Les agents commerciaux doivent également montrer patte blanche et notamment fournir une attestation d’habilitation justifiant de leur qualité de collaborateur du cabinet de transactions.

Le transactionnaire doit également attester d’une assurance couvrant les conséquences pécuniaires de sa responsabilité civile professionnelle. « Les informations sur la carte professionnelle et l’attestation d’assurance responsabilité doivent être affichées dans l’agence », souligne Hervé Ferrara.

En revanche, l’attestation de garantie financière souscrite auprès d’une banque ou d’un établissement de crédit n’est plus obligatoire dès lors que le cabinet de transactions ne détient pas de fonds pour ses clients.

Intermédiaires en opérations de banque

Dans le cadre de ses prestations de services aux acquéreurs, le cabinet est amené à étudier et présenter des dossiers de demande de financement auprès des banques. « Le code monétaire et financier impose d’être inscrit à l’ORIAS (Organisme pour le registre unique des intermédiaires en assurance, banque et finance) en tant qu’intermédiaire en opérations de banque et en services de paiement (IOB) pour faire du financement », indique-t-il.
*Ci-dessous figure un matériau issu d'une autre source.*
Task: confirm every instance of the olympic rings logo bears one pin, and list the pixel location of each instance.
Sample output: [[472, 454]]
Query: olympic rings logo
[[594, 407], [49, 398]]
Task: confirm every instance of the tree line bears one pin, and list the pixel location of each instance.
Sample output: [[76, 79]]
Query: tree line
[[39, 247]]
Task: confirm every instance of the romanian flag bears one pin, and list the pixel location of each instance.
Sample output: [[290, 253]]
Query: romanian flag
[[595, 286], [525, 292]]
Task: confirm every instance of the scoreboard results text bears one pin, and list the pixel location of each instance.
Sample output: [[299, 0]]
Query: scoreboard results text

Là encore, ce statut, qui équivaut à un conseiller en gestion de patrimoine ou conseiller en investissements financiers, requiert des compétences particulières. « Tous les cabinets de transactions ne sont pas des IOB, certains ne sont donc pas habilités à faire des plans de financement et accompagner leurs clients acquéreurs auprès des banques », met en garde Marie-Gabrielle Tingaud.
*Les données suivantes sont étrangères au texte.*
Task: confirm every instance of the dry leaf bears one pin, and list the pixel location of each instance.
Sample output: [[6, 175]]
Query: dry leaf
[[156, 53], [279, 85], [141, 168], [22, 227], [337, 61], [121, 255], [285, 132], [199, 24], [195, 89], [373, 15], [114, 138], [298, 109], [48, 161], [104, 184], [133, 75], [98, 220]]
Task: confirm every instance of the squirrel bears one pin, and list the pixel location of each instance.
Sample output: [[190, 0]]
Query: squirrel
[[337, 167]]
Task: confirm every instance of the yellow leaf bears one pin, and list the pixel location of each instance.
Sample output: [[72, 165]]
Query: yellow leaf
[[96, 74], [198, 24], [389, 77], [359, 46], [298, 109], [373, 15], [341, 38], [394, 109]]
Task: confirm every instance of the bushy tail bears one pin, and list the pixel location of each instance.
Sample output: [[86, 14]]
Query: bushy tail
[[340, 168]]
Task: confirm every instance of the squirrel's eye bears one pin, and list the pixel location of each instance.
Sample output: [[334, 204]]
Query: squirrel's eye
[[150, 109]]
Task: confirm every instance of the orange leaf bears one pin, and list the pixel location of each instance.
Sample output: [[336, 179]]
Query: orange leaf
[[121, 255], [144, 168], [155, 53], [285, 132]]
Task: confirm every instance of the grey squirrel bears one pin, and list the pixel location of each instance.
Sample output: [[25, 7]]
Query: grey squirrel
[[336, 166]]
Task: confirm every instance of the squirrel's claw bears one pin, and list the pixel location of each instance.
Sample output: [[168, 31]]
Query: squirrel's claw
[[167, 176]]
LE MANDAT DE VENTE : À DEMANDER ÉGALEMENT

« Nous devons nécessairement être mandatés pour pouvoir représenter les cédants », indique Hervé Ferrara, de Pharmacessions. Sans mandat, pas de présentation à la vente. « Les acquéreurs sont en droit de demander la copie de nos mandats afin de vérifier si nous travaillons légalement faute de quoi la commission ne serait pas due, ajoute-t-il. Nous n’avons pas le droit de faire de publicité sans être titulaire d’un mandat conformément au code de déontologie qui régit notre profession .»
Dans ce mandat doivent être indiqués sa durée (en général 3 mois), le prix de vente, les frais d’agence, les délais de renouvellement et de résiliation par rapport aux divs (dénonciation après une période irrévocable de 3 mois, avec un préavis de 15 jours donné par lettre recommandée avec AR)

Carte professionnelle, attestation d’habilitation, statut d’IOB : des critères à valider.